While different from the typical Western barbecue, the traditional Khmer barbecue makes a lot of sense. Early in the morning, far from the touristy markets of Pub Street, the first step is to visit Phsar Leu Market, where the authentic action takes place. The excitement created by hawkers and shoppers, the freshness of the local products, the orgy of colours, the aroma of herbs and above all the best meat are the fundaments of a real Khmer barbecue. It’s also the perfect place to meet people, since Khmer tradition would have it that this special meal—along with one or a few cool beers—is made to be shared with friends in the countryside.
Partially cooked marinated meat is skewered, then placed over burning coals, while frogs and fresh fish are caught in the nearest body of water. As traditional music plays, women chop hot peppers, lemongrass and garlic, adding water to make the sauce known as prahok. Don’t be surprised if one of your hosts suddenly starts climbing up a coconut palm tree; he’s just looking for some juice to accompany this traditional Khmer barbecue.
Buenos Aires, Argentina
In Argentina, asado or asado criollo is much more than a simple technique for grilling meat. It’s a true art form and a decidedly social activity.
It is said that Argentinians are born knowing how to cook asado. Argentinian barbecue is no less a vital element of their culture than music and dance. Tradition, perhaps even the Argentinian national identity, dictates that each gesture made by the asador (barbecue chef) is part of an orchestrated choreography of the art of cooking, serving and tasting of the meat. Every cook approaches the parrilla (grill) differently. The temperature of the grill, the distance between the meat and the coals, the quantity of coal and wood, the cooking time and the precise moment when the meat is to be turned vary from one asador to the next.

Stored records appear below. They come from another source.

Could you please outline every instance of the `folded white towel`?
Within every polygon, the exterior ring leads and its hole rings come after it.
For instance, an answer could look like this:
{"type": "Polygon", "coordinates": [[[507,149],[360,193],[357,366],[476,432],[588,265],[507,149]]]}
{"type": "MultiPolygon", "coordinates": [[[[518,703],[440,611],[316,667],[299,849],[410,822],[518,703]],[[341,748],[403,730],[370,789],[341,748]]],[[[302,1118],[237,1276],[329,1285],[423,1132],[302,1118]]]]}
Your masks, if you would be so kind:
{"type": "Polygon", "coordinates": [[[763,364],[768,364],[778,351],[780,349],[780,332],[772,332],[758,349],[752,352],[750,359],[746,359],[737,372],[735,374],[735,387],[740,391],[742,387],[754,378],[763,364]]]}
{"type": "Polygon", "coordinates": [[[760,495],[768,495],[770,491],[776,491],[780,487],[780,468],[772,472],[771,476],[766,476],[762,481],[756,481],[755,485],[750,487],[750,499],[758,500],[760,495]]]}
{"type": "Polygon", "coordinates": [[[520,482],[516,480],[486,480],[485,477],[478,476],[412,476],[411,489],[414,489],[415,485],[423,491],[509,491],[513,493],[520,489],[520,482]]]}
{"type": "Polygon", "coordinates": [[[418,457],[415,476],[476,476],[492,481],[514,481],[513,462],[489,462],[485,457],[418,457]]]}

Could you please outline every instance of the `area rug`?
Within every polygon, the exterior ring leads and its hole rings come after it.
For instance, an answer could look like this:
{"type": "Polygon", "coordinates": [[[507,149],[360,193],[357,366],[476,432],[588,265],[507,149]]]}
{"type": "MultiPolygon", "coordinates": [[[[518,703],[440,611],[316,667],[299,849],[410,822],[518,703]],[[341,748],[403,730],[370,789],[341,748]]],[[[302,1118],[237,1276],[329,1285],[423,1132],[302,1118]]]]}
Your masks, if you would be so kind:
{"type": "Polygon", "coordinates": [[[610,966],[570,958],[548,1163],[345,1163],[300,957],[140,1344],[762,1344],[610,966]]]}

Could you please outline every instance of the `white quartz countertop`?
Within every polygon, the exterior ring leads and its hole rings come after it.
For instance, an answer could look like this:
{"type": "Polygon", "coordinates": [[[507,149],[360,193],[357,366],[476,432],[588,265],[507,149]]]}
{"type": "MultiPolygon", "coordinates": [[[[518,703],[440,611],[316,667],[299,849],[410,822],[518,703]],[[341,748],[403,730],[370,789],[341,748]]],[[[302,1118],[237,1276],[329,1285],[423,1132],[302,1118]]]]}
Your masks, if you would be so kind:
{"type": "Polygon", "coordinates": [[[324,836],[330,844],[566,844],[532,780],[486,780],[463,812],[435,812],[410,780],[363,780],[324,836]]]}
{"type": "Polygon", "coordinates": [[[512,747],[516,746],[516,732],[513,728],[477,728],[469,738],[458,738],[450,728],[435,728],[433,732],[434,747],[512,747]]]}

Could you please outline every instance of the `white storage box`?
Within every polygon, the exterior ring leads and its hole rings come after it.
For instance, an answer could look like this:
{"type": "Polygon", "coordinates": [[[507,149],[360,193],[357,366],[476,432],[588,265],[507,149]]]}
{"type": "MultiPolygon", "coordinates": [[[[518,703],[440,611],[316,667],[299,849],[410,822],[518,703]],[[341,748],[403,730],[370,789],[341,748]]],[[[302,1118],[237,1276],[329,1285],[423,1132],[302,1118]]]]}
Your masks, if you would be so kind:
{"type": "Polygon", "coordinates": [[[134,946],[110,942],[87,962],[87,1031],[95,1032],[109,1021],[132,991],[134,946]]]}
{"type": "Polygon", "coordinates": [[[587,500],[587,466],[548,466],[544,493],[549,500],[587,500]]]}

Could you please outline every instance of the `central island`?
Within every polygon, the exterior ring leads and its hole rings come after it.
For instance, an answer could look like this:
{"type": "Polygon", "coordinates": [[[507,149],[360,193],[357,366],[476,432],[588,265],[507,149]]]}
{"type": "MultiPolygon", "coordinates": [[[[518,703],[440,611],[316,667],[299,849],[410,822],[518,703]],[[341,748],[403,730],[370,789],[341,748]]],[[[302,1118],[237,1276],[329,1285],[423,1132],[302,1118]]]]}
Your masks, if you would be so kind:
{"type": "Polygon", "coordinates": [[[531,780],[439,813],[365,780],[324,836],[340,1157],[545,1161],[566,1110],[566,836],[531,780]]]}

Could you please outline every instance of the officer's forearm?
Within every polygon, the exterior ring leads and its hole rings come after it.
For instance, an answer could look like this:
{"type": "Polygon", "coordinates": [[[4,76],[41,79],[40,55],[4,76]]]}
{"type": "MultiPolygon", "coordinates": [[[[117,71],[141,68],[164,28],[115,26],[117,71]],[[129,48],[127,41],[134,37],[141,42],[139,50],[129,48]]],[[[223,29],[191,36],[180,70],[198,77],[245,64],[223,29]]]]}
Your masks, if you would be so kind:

Argentinian traditional barbecues are certainly not restricted to the animal’s most prized parts; on the contrary, up to a dozen pieces of meat may be salted, poked and grilled before being laid horizontally, vertically or even crisscrossed, over the fire. Sausages, sweetbreads, ribs, tripe, kidneys and other parts of the cow are laid next to chicken, pork, lamb and vegetables (typically peppers). All the above is then plunged into a bath of the infamous hot sauce known as chimichurri, and the feast is rounded off with a mixed salad and a glass of Malbec, the full-bodied, slightly spicy wine that put Argentinian vineyards on the map.